Dessa forma, considerou-se importante investigar a percepção que o enfermeiro intensivista tem acerca de sua realidade laborativa, dentro do contexto da Terapia Intensiva, em que se evidencia um caráter complexo, dinâmico e variável, acarretando a necessidade constante do enfermeiro se readaptar e superar tantas adversidades.
A partir da problemática pontuada, apresentam-se como objetivos: a) identificar a percepção dos enfermeiros intensivistas sobre o trabalho no cenário da Terapia Intensiva; e b) discutir fatores motivadores da permanência dos enfermeiros no trabalho em Terapia Intensiva.
METODOLOGIA
Esta pesquisa teve uma abordagem qualitativa e descritiva, desenvolvida numa Unidade de Terapia Intensiva de um Hospital da rede privada de saúde, situado no Município do Rio de Janeiro.

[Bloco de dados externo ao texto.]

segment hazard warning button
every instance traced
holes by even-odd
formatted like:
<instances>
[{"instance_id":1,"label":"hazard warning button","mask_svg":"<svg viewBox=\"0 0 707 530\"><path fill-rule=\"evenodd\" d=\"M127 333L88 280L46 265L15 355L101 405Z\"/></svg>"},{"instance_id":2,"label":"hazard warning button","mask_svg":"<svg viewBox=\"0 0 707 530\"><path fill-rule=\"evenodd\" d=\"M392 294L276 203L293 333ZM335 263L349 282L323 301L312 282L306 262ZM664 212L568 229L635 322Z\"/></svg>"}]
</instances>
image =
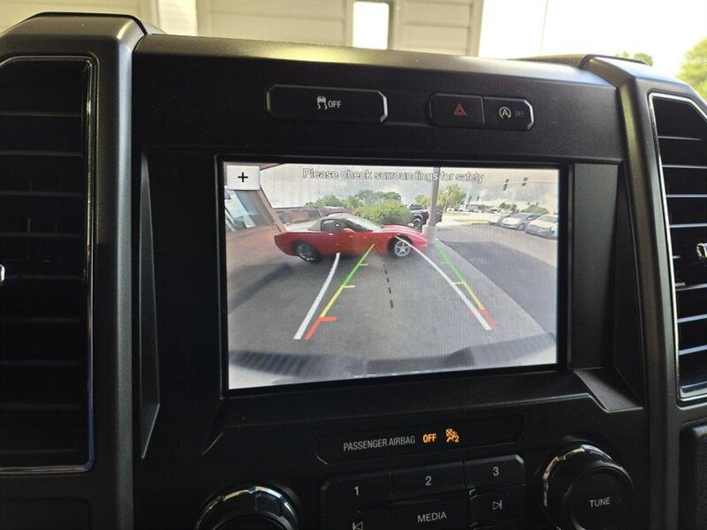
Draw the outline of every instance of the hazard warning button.
<instances>
[{"instance_id":1,"label":"hazard warning button","mask_svg":"<svg viewBox=\"0 0 707 530\"><path fill-rule=\"evenodd\" d=\"M483 127L481 96L435 94L430 98L430 118L442 127Z\"/></svg>"}]
</instances>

O critério de escolha desse cenário deveu-se ao fato da necessidade de coletar informações em um local que estivesse dentro dos padrões preconizados pelo Ministério da Saúde (MS). Dessa forma, informa-se que a UTI escolhida é reconhecida nacionalmente pela excelência no atendimento aos seus clientes e pela realização de pesquisas inovadoras de grande interesse à comunidade científica. Assim, a escolha por essa UTI foi proposital, pois foi relevante coletar as informações num local onde havia boas condições de trabalho, com um quantitativo de pessoal e material adequados para a realização da tarefa, e que as situações de variabilidade fossem de fato decorrentes da forma como se instituem a organização e o processo de trabalho, e não por questões de infraestrutura.

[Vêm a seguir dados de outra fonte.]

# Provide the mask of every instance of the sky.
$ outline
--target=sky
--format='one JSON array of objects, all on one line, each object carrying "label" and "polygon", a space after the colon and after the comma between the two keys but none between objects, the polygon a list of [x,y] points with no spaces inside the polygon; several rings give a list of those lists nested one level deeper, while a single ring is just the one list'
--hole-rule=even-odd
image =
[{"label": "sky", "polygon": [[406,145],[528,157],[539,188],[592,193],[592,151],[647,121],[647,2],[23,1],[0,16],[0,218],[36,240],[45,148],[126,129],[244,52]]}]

Os sujeitos da pesquisa foram dez enfermeiros (as) intensivistas, sendo três homens e sete mulheres em pleno exercício das atividades laborais, com atuação nessa UTI há pelo menos um ano. O critério de escolha sobre o tempo de atuação dos enfermeiros embasou-se na preocupação de que esses enfermeiros já tivessem apreendido a realidade laboral, tendo uma visão consistente da organização e do processo de trabalho. O tempo de atuação dos profissionais entrevistados foi de no minimo três anos e máximo de 19 anos. Também foi um critério de inclusão dos sujeitos o aspecto do voluntariado, sua aceitação livre e espontânea e a disponibilidade de tempo para fornecer as informações.

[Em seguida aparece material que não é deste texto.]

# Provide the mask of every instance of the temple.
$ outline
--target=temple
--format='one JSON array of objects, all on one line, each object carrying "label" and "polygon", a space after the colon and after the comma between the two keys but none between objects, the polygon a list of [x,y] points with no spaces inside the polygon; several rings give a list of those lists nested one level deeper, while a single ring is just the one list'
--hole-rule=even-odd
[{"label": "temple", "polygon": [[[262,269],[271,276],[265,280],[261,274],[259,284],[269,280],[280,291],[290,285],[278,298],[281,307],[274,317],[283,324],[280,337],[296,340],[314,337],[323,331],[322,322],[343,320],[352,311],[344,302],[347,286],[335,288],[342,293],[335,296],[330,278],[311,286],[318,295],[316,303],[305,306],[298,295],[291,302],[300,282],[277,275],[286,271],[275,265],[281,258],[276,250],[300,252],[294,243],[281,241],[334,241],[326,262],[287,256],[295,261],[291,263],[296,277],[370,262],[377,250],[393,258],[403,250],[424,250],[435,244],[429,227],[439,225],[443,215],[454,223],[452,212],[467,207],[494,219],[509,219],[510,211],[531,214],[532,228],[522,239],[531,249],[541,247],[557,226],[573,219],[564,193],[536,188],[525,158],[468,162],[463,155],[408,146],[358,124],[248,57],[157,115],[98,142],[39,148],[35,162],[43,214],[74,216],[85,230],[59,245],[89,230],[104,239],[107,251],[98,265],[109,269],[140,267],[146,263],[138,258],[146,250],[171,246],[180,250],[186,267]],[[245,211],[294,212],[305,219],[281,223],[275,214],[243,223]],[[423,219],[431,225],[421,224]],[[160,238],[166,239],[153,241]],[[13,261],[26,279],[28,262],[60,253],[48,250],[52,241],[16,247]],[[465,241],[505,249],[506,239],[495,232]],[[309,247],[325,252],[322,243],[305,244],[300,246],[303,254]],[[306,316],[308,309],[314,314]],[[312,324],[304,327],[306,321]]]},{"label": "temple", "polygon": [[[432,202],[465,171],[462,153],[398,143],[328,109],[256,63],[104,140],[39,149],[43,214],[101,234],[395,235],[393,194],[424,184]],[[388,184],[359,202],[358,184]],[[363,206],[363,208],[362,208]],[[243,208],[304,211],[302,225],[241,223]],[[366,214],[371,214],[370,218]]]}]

A técnica de coleta de dados foi a entrevista semiestruturada, composta pelas seguintes perguntas: 1) Há quanto tempo você atua em Terapia Intensiva?; 2) Como foi seu ingresso no contexto da Terapia Intensiva?; 3) Que significado tem este trabalho para você?; 4) Você se sente motivado a iniciar sua jornada diária de trabalho?; 5) Quais fatores motivam sua permanência na Terapia Intensiva?; 6) Você já precisou de licença médica durante seu tempo de atuação na Terapia Intensiva?; 7) A que fatores você atribui à manutenção da sua saúde diante da dinâmica de trabalho na Terapia Intensiva?.
A entrevista foi aplicada no período de junho a agosto de 2008. Para manter o anonimato dos sujeitos, utilizou-se uma codificação para cada entrevista, objetivando impedir qualquer tipo de ligação entre o conteúdo das entrevistas e os sujeitos nas descrições dos relatos contidos nos resultados. Portanto, à medida que eram transcritas as entrevistas, elas recebiam o código de E1, E2, E3 e assim sucessivamente, obedecendo a uma ordem cronológica de realização das transcrições das entrevistas. As entrevistas foram gravadas em gravador portátil de fita microcassette. Durante a realização da entrevista foram feitas as anotações no diário de campo, referente à expressão facial, postura, gestos, períodos de silêncio, ritmo, tom de voz, ênfases e entonações na fala, assim como emoções e sentimentos aparentes.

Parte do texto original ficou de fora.